How Did I Get Involved?
By Pamela D. Wilson, CSA, MS, BS/BA, CG
I recently received a telephone call from the housekeeper of a woman named Shirley. She called, frantic because Shirley was starving herself — she wanted to die. After speaking with the housekeeper, I learned that there was a neighbor who had taken on the task of helping Shirley on a regular basis because there was no immediate family in town.
I spoke to Mike, the neighbor, about visiting with he and Shirley to determine what might be done. Upon meeting Shirley, I discovered a small woman of 5 feet and 80 lbs. according to the scale in her home. She was quite conversational and admitted that she was starving herself because “the angel of death had visited” and she no longer wanted to live. Shirley was physically weak, could barely walk by herself and had not bathed in some time. She had a notable lack of memory and her only means of nutrition was juice that she drank during the day.
Mike was concerned about his personal responsibility and liability in supporting Shirley’s desire to starve herself. I was concerned about her falling in the home or being too weak to call for help. We spoke to Shirley about going to the doctor – she refused and said she had not seen a doctor in over five years because she just didn’t trust them.

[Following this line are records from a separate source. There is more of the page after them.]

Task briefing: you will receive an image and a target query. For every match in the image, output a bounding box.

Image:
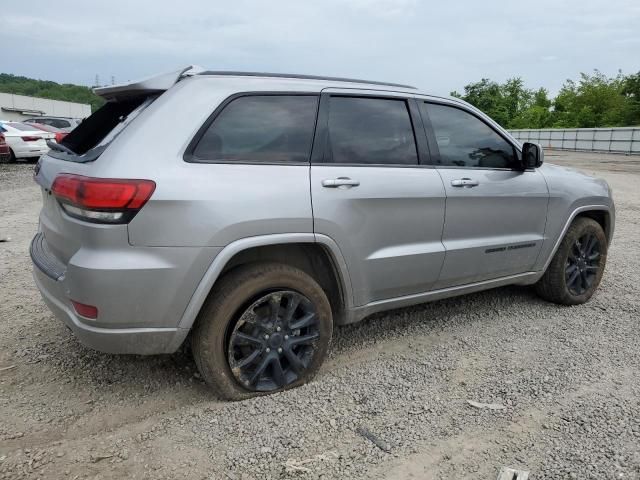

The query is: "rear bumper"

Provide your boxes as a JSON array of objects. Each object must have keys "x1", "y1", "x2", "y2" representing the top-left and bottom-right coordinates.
[
  {"x1": 30, "y1": 233, "x2": 218, "y2": 355},
  {"x1": 33, "y1": 265, "x2": 189, "y2": 355}
]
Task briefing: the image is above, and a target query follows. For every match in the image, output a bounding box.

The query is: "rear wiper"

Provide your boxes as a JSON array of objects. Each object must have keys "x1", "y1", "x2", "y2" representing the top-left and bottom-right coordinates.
[{"x1": 47, "y1": 140, "x2": 76, "y2": 155}]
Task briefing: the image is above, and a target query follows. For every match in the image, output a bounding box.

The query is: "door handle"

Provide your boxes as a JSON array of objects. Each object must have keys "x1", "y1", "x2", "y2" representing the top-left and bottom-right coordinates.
[
  {"x1": 322, "y1": 177, "x2": 360, "y2": 188},
  {"x1": 451, "y1": 177, "x2": 480, "y2": 188}
]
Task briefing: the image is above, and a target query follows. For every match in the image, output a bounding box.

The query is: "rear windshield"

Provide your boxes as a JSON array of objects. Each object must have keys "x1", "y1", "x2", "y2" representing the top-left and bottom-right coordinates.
[{"x1": 53, "y1": 97, "x2": 155, "y2": 161}]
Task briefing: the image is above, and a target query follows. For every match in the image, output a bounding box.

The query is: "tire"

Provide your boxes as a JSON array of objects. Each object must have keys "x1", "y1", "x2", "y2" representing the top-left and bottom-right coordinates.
[
  {"x1": 192, "y1": 263, "x2": 333, "y2": 400},
  {"x1": 535, "y1": 217, "x2": 608, "y2": 305}
]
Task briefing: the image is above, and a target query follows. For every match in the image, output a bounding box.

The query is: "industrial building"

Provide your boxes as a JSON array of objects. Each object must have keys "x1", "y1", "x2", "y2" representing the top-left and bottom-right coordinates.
[{"x1": 0, "y1": 93, "x2": 91, "y2": 122}]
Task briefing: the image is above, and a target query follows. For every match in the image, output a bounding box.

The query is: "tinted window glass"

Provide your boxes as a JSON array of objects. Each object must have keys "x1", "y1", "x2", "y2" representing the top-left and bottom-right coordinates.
[
  {"x1": 193, "y1": 95, "x2": 318, "y2": 162},
  {"x1": 325, "y1": 97, "x2": 418, "y2": 165},
  {"x1": 427, "y1": 103, "x2": 518, "y2": 168},
  {"x1": 49, "y1": 119, "x2": 71, "y2": 128}
]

Shirley agreed to have an in home caregiver come into her home to help her bathe and check on her on a daily basis in addition to wearing an emergency call device in the event of a fall or other emergency. Mike was torn between his personal desire to help Shirley and his desire to do the right thing for her physical well-being.

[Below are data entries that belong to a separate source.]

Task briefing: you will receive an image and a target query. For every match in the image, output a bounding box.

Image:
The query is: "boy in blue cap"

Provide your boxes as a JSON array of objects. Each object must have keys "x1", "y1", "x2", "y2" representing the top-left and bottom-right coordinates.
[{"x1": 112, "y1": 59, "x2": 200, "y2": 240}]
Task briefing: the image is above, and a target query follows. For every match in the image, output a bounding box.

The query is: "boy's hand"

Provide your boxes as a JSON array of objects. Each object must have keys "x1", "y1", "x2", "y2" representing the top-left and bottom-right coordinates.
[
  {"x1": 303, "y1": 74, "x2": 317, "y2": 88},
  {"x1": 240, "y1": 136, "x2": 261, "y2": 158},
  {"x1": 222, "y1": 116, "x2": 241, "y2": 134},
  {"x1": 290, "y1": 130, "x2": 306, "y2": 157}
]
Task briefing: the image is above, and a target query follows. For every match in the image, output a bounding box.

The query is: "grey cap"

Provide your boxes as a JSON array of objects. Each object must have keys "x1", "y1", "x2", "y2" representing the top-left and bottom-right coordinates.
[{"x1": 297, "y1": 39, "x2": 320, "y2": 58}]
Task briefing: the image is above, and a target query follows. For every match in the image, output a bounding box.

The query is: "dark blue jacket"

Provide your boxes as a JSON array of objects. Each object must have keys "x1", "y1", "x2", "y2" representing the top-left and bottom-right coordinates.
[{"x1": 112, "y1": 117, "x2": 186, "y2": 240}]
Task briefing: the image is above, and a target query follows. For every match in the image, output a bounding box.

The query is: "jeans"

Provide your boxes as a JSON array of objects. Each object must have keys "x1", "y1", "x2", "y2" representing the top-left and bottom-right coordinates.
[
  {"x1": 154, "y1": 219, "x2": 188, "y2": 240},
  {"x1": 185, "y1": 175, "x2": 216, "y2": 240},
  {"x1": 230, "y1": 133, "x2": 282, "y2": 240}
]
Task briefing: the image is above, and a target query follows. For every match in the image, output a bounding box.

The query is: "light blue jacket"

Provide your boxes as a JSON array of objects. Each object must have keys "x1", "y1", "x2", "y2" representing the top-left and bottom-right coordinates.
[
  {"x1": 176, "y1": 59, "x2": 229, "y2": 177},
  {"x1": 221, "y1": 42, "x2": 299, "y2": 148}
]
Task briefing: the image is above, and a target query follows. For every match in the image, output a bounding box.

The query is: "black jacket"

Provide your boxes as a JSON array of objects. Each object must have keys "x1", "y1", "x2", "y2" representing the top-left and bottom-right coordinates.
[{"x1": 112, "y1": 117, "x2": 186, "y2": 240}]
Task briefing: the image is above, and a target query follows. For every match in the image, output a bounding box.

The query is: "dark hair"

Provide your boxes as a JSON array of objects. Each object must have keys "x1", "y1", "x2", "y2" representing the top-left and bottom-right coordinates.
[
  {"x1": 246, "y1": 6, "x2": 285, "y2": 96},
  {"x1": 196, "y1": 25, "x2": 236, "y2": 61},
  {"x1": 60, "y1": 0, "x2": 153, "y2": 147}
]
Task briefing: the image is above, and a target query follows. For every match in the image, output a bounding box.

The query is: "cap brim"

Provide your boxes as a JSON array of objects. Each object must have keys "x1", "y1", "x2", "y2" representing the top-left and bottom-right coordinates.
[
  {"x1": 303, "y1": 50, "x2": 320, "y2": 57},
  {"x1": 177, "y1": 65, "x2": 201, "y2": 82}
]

In a situation like this, where there are no clear guidelines, where does one go for help or advice if a person refuses to seek medical help? Many of us in our desire to help others sometimes become involved in situations for which we are unprepared.
Contacting an advocate is one option to allow an independent evaluation of the situation and a discussion of options. In Shirley’s case, we were eventually able to convince her to agree to go to the hospital for an evaluation. The result was that she was diagnosed with cancer and was placed immediately in a hospice community where she was made comfortable. She remained there for a few weeks until she passed away without worry, pain or discomfort. Mike was relieved that Shirley was able to receive needed care and passed away peacefully.